Because of the nature of dementias and Alzheimer’s Disease, this is a long, extended high-alert, always-alert, always-ready position for caregivers. It becomes who we are and it reflects the tenor of our lives.

And then one day, it suddenly stops. Adjusting to that abrupt and radical change is, in my opinion, of all the things caregivers do in the course of taking care of loved ones, the hardest part.

I think of it as being in a car going from 120 mph to a dead stop within the time it takes to snap your finger. In some ways, it’s like the aftermath of a high-impact car crash that you walk away from.

I have learned, though, that unless you’ve walked in the shoes of caregiving day in and day out for someone you love with dementias and/or Alzheimer’s Disease, it’s very hard to relate to what the now-defunct caregiver is going through in this post-caregiving phase. It’s not that other people don’t want to understand. It’s just that they can’t really if they haven’t been through it.

There is a tremendous sense of being lost. Because loving caregiving requires such a high investment all the way around, when that ends, there’s a sense of purpose, usefulness, and worth that ends with it.

There’s a sense of wandering around aimlessly while the rest of the world around you is going on as it always has. There is a sense of not belonging anywhere, to any time, or any place. It seems like no matter what you do after that, it’s meaningless, compared to what you were able to give your loved one.

My guess is that will be something we carry somewhere inside us the rest of our lives. It’s just part of the change.

Another change will be that you’re more observant and helpful, especially around elderly folks. Not long ago, I volunteered to help during a cookout at a rehabilitation hospital. One of the things I was doing was helping people to the tables, some of which were on concrete and some of which were on grass.

There was an elderly woman with a walker who clearly had balance issues, and although there were staff members around, no one seemed to realize that as she was walking on the sidewalk toward a table in the grass, she was precariously close to the curb and all it would have taken is just a second for her to have lost her balance, fallen and hurt herself. Visions of Mom flashed in my brain and I ran over to help make sure she got where she was going safely.

Greater compassion toward and protectiveness of those who are vulnerable, as our loved ones suffering from dementias and Alzheimer’s Disease are, will be another change that occurs.

A friend of mine who works as a beautician in a senior care facility wrote on FacebookChange the other day about getting cursed out by an 88-year-old woman who didn’t want the shampoo rinsed out of her hair.

Almost immediately, the insensitive and disrespectful comments started. One person said that she would have sprayed the elderly lady in the face if she had cursed at her.

I got very angry. That could have been my mama they were talking about. I sent a private message to my friend explaining that the lady probably had some form of dementia and/or Alzheimer’s Disease and didn’t even know what she was doing and would have probably, given her age, never done that in her right mind. 

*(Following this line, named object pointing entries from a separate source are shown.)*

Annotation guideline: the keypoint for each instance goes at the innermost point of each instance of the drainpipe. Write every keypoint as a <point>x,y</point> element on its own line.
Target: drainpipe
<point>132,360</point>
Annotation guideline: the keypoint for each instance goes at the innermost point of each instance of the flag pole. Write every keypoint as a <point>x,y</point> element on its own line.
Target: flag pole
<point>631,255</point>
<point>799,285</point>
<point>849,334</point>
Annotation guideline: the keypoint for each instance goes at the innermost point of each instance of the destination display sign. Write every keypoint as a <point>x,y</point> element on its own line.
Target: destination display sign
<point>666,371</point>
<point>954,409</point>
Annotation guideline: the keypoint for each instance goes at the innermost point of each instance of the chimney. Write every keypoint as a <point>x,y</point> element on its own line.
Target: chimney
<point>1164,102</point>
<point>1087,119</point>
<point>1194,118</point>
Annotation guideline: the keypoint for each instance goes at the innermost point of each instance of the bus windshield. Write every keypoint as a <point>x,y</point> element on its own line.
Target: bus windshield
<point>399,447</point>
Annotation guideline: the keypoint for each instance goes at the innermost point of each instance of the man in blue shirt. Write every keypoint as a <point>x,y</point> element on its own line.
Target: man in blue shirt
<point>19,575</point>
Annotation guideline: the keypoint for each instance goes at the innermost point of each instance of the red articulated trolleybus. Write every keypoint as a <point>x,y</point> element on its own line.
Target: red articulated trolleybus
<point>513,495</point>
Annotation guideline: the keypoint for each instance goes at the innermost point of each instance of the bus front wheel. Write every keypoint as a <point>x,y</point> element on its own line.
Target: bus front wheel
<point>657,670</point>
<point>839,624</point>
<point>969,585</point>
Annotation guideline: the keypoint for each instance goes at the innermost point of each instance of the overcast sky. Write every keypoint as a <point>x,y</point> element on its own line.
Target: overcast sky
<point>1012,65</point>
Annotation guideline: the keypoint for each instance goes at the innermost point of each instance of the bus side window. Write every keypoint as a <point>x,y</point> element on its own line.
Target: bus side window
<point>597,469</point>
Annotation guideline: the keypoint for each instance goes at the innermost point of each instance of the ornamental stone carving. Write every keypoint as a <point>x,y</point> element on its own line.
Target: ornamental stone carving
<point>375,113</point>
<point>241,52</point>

And the biggest change will be that your life will never be the same. You will never look at anything the way you looked at it before you embarked on the caregiving journey with your loved one. At a core level, you’ve changed.

And your biggest challenge will be figuring out what to do with that to go forward, to make the experience count, not just for your loved one, but everyone else, in whatever small way you can, that your life intersects with until the day that you draw your last breath.

And you’ll find it’s a very solitary, lonely journey. But like all the journeys you’ve been on up until now, it’s a necessary one. It will take a lot of patience and gentleness with yourself. It will take time. Most of it will be arduous.

But the most important thing I can pass on to you is not to quit and keep putting one foot in front of the other, even if for long stretches it seems you’re walking in place. Sooner or later, as long as you’re moving, eventually it will be in forward motion.